To regress the difficulty of a standard push-up, try doing the push-up on your knees instead of your feet. If that is too difficult, try doing a push-up on your knees with your hands elevated. And if that is too difficult, try standing and performing push-ups with your hands on an elevated surface, like a bathroom sink.
These variations can be applied for any type of bodyweight exercise, which allows you to scale the difficulty of your movement. You can make the exercises easier if you are a beginner or harder if you are seasoned.  The ability to scale movements based on difficulty also allows for creativity in developing your own exercises, and new movements can help you overcome boredom if you find yourself plateaued or stuck in the same exercise routine.
Teachable
Lastly, bodyweight exercises can be modeled by you and then taught to your children. There are some limitations on strength training for youth, as their muscles and bones are not yet ready for weight-bearing exercises. The focus of strength training for youth should be on proper form, postural control, and not on increasing weight loads. However, any child can do and learn push-ups, pull-ups, body squats, and sit-ups. This is why bodyweight training is often the staple strength and conditioning routine for youth sports. As a parent, if you learn and master the basics of bodyweight exercises, you can then teach your young children how to perform movements that will be the foundation for their own understanding and practice of physical fitness.

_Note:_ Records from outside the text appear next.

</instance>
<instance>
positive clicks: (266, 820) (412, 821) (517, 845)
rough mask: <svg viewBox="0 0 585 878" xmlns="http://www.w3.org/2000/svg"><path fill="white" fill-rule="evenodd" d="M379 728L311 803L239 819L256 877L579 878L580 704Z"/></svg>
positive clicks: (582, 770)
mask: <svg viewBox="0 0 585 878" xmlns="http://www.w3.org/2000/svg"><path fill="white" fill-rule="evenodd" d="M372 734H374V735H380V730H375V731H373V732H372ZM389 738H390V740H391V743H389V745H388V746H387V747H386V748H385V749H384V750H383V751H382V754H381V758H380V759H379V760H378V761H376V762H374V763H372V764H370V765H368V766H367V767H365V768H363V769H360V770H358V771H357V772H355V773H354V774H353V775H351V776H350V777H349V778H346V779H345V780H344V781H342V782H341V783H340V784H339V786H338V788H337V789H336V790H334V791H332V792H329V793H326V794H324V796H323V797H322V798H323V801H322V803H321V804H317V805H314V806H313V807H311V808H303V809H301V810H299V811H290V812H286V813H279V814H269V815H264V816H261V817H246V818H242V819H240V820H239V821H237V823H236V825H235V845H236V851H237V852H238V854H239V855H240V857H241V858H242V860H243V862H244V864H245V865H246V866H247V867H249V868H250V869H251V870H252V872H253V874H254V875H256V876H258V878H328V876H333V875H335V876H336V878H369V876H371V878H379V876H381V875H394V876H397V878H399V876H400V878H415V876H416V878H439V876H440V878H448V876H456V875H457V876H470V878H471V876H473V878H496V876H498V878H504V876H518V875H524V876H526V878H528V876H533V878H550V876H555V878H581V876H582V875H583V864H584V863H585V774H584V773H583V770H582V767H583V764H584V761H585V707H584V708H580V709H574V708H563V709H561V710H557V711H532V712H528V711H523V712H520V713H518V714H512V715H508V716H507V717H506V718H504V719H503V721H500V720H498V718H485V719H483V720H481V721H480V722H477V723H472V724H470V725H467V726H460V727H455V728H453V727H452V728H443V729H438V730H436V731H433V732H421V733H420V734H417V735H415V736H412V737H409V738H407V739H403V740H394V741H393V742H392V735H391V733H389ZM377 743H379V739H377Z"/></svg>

When we moved into our new home in Texas, we moved into a home across the street from a park. With a high-energy three-year-old daughter, this park became one of our frequently visited places. During one of these visits, I decided to do 30 burpees while my daughter played. It had been a long day at work, I had sat for most of the day, and getting my blood pumping and my feet moving outside was something my body had craved while at the office. Around the 15th burpee, I heard some little grunts and giggles just a few feet away from me. My daughter had been watching me, and she decided that she wanted to do burpees too. I still laugh remembering her determined face as she tried her best to mimic my burpee movement.
She voluntarily joined in on doing a set of burpees after watching her dad. It’s probably wishful thinking to want her to always find enjoyment in the burpee, but I do hope that she will carry the happy sensation of performing body movements throughout her life. I want to teach her how to move, strengthen and take care of her body, and bodyweight exercise is the tool I will use to lay that foundation.